Sparks of Opportunity
There are, however, some bright spots.
For entrepreneurs and investors, Mr. Martin recommends thinking about “picks and shovels” when investing in cannabis. This echoes gold rush advice: Instead of digging for gold, it’s less risky to sell the tools used by miners.
The industry requires transportation and logistics. Legal and marketing consulting. Construction and security. Denver-based Flowhub provides a cannabis retail management platform that powers thousands of dispensaries. And tech companies such as Vancouver-based TAAL Distributed Information Technologies are developing blockchain applications that will help cannabis companies more accurately track their products from production through distribution—an essential aspect of doing business in a tightly regulated industry.
As far as the growth opportunity for investing in cannabis products themselves, “the novelty today is in different form factors,” Mr. Martin says. Some consumers prefer traditional smokable flower, but cannabis is also available as edibles, tinctures and topicals. (If you’re looking for a business opportunity, take note: Says Mr.

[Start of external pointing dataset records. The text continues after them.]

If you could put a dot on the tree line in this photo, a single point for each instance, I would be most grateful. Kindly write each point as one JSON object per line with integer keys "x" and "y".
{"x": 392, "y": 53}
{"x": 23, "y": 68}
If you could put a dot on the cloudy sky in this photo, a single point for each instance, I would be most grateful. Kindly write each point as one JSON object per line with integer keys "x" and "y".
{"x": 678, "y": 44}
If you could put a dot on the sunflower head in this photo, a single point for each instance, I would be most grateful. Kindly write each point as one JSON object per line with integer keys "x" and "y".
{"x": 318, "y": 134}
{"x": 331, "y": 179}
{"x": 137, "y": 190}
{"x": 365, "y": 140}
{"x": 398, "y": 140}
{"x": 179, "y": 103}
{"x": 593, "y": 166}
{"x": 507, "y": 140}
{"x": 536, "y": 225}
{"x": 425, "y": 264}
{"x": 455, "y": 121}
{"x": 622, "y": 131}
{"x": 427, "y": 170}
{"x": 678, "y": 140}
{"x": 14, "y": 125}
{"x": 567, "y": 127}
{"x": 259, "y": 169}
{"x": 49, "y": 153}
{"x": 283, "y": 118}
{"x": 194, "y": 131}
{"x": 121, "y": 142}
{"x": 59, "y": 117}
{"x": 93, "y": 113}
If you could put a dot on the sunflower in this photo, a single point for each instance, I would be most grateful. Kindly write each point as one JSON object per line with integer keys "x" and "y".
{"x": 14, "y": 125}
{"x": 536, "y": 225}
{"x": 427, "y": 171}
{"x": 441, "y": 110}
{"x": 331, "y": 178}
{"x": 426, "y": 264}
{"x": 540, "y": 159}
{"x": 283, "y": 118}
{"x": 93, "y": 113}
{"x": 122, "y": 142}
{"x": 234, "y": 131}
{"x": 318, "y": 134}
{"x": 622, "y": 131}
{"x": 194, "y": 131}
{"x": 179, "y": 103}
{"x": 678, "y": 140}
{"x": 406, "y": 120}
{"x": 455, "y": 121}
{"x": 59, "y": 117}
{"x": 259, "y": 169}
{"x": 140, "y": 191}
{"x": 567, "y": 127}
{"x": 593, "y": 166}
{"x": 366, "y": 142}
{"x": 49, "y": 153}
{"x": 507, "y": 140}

Martin, “No one has yet created a drink with cannabis that, like beer, affects you the same way every time you drink it.”)
Despite the seeming dearth of positive news, Mr. Martin says that interest in the cannabis industry hasn’t completely waned. He expects that in the U.S., cannabis will eventually become legal at the federal level, opening up a much wider playing field.
“I talk to people from mainstream banks who aren’t currently investing in cannabis,” he says, “but they just pump you for information—as if they’re jockeying for position.”